Nous vivons, depuis huit mois, une crise sans précédent et chaque jour arrive avec son lot de mauvaises surprises. Nous sommes toutes et tous encore abasourdis par les dernières annonces du président de la République hier soir, que vous dénoncez sans vraiment les dénoncer. Nous vivons une crise sociale, économique, écologique, sanitaire, une crise qui a d’abord touché les plus précaires et qui atteint aujourd’hui toutes les couches de la population. En termes d’emploi, les chiffres sont accablants. L’Occitanie a perdu près de 50 000 emplois en six mois ; c’est presque autant que le nombre d’emplois créés au cours des deux dernières années. Nous vivons un tournant sans précédent sur l’agglomération toulousaine. Tous les secteurs d’activités sont concernés, l’aéronautique bien sûr, mais aussi le tourisme, le commerce, les bars et la restauration. Le secteur de l’événementiel, vous l’avez abordé, est également impacté. Il représente 6 000 emplois directs et 9 000 emplois indirects dans notre métropole. Malgré des trésors d’imagination et d’innovation, ce secteur ne sait pas comment il va s’en sortir. Nous aurons l’occasion, dans ce Conseil de Métropole, de les accompagner un peu, même si nous savons que ce ne sera pas suffisant si la situation dure trop longtemps.
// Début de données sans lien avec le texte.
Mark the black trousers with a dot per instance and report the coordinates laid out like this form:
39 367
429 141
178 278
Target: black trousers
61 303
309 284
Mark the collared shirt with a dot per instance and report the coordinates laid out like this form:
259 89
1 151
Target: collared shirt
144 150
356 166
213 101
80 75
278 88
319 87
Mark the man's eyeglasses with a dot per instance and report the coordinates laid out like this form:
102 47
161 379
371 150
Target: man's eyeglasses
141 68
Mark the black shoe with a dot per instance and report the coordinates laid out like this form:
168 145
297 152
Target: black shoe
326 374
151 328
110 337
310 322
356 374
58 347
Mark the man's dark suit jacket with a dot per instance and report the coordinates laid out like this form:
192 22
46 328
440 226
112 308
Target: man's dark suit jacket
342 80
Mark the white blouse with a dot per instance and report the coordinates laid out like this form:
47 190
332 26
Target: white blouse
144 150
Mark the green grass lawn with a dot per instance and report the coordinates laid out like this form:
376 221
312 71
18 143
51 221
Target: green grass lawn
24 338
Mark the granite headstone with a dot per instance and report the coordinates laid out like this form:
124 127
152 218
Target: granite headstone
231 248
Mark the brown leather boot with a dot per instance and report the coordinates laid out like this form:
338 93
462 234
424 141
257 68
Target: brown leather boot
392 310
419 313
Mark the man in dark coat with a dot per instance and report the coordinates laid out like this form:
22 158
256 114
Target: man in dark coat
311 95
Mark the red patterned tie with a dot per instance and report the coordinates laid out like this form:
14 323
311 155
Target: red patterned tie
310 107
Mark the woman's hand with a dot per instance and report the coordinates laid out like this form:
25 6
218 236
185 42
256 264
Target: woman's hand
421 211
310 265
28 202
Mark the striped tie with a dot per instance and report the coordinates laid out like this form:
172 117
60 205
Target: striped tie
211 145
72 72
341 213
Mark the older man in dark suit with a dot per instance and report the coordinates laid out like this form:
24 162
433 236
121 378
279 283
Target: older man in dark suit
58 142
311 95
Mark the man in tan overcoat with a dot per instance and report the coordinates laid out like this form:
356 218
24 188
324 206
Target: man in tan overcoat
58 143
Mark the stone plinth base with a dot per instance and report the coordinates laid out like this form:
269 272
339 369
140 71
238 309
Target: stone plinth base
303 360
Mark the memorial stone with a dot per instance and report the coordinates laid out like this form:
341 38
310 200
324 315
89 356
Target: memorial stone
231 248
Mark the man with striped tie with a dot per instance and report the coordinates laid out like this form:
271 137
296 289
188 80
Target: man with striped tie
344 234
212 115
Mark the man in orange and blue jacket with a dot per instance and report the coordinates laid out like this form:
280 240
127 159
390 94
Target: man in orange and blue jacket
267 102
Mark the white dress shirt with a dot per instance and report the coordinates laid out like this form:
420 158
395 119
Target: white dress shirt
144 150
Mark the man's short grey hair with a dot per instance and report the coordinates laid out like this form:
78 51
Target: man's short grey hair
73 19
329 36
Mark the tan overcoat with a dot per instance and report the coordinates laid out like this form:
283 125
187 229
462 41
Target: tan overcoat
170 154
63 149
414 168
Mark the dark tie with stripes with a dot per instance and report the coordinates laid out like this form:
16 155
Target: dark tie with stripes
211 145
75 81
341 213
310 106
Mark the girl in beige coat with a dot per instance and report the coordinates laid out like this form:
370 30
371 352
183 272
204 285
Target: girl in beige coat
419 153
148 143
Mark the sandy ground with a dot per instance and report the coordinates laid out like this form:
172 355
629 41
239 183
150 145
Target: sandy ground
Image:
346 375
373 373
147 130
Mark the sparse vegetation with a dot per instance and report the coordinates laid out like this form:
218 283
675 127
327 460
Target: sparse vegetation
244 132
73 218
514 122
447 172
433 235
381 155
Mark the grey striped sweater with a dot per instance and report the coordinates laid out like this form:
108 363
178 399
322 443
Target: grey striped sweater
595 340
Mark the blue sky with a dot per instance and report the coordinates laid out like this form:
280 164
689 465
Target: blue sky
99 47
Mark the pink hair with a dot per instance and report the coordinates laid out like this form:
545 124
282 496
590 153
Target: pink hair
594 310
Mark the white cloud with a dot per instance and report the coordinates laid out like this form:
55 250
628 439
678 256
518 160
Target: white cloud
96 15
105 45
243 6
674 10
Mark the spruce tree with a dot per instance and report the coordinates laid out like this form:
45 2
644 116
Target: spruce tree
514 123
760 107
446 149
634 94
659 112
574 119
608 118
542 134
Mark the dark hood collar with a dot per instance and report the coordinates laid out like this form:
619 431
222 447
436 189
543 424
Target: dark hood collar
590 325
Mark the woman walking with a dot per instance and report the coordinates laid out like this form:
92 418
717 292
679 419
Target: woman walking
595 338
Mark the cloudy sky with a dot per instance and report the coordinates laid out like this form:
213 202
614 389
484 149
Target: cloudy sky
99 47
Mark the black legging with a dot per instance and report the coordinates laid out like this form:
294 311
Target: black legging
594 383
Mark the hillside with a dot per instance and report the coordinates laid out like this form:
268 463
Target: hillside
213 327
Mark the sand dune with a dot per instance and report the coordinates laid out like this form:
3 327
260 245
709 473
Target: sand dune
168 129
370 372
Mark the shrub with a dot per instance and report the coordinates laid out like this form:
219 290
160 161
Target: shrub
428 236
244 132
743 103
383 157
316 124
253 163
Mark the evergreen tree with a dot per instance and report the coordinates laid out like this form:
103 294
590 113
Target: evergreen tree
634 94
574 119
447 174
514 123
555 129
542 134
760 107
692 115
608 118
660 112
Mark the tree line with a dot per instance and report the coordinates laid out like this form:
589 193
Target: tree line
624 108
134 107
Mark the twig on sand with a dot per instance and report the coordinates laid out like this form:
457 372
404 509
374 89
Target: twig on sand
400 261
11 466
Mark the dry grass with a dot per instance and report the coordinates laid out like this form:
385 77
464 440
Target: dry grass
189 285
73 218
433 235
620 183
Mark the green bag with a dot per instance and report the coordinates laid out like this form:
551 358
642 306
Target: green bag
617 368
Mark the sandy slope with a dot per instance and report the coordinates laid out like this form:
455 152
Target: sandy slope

Et je ne peux passer sous silence, comme cela a été fait par d’autres, la difficulté immense dans laquelle se trouve l’hôpital public, et donc notre CHU. Sans vouloir faire de raccourci trop hâtif, force est de constater que le gouvernement prend des mesures draconiennes qui auraient pu être pour le moins allégées si notre système de santé n’était pas en crise. Nous ne pouvons que regretter le manque de moyens de fonctionnement, et particulièrement en personnel, depuis des décennies, alloués au système de santé. Dans cette période de crise, j’avoue que nous avons été surpris de la visite en grande pompe de plusieurs ministres la semaine dernière. Ce n’est pas le principe de leur venue qui nous a surpris, mais leurs propositions et leurs réponses face aux enjeux actuels. En dehors de la préparation de la catastrophique fermeture des bars, cette visite s’est soldée, c’est positif, par l’annonce de 111 policiers supplémentaires sur la ville de Toulouse d’ici 2021. Mais cette annonce a également ouvert la voie à un redécoupage des zones de police et des zones de gendarmerie avec le risque, cela a été souligné, d’habiller Toulouse et de déshabiller les autres communes de notre métropole. Vous nous avez affirmé le contraire dans votre liminaire mais je crois que nous n’avons aujourd’hui aucune garantie et nous devons être vigilants.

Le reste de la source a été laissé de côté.